So nutzen Sie den Grundbruch-Rechner
Der Grundbruch-Rechner ermöglicht Bauingenieuren, Geotechnikern, Studierenden und Bauherren eine schnelle und transparente Vordimensionierung der Tragfähigkeit von Flachgründungen. Mit wenigen geotechnischen Kennwerten ermitteln Sie im Grundbruch-Rechner die Grenztragfähigkeit (ultimative Bruchspannung) sowie die zulässige Bodenpressung eines Baugrunds.
- Kohäsion ($c$) eingeben — Tragen Sie die wirksame Kohäsion des Bodens in Kilopascal ($\text{kPa}$ bzw. $\text{kN/m}^2$) in das Tool ein. Bei nichtbindigen, rolligen Böden (wie Sand oder Kies) setzen Sie den Wert auf $0$.

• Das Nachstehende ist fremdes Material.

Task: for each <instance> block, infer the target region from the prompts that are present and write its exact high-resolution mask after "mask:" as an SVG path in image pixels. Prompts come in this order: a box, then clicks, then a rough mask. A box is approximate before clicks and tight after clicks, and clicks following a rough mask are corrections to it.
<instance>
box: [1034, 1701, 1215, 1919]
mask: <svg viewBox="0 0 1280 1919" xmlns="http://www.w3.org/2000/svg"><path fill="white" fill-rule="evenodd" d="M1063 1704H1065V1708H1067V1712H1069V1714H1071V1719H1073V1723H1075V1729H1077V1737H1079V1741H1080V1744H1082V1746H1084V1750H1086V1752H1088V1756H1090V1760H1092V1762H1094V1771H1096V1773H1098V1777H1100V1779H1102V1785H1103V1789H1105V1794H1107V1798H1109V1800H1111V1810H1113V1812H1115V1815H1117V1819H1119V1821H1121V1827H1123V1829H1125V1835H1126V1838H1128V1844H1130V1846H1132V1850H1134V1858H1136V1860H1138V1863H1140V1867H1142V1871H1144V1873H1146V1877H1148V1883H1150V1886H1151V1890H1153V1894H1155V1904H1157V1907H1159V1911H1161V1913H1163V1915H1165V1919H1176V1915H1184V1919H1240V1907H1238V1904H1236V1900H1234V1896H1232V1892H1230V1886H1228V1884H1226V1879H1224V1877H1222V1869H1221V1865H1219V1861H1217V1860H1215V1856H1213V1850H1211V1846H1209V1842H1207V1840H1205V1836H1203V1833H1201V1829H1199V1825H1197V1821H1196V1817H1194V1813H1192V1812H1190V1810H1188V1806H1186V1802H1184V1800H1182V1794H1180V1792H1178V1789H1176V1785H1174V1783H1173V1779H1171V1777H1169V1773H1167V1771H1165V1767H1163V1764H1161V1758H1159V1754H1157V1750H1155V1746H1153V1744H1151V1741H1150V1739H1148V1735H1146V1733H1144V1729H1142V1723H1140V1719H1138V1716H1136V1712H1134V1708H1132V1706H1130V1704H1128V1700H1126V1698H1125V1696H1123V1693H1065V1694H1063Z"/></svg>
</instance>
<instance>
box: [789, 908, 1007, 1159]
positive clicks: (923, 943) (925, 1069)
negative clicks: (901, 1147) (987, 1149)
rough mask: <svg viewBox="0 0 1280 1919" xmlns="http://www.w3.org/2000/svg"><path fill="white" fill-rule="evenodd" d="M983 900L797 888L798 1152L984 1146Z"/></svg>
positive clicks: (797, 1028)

- Bodenwichte ($\gamma$) festlegen — Geben Sie die Wichte des anstehenden Bodens in $\text{kN/m}^3$ an.
- Fundamentabmessungen angeben — Tragen Sie die Einbindetiefe ($D_f$) und die Fundamentbreite ($B$) in Metern ein.
- Tragfähigkeitsbeiwerte ($N_c$, $N_q$, $N_\gamma$) definieren — Geben Sie die vom inneren Reibungswinkel ($\varphi$) abhängigen Beiwerte nach Terzaghi an. Der Grundbruch-Rechner verwendet praxisnahe Standardwerte, die Sie individuell anpassen können.
- Sicherheitsbeiwert ($FS$) bestimmen — Wählen Sie den globalen Sicherheitsfaktor (üblicherweise zwischen $2{,}5$ und $3{,}5$).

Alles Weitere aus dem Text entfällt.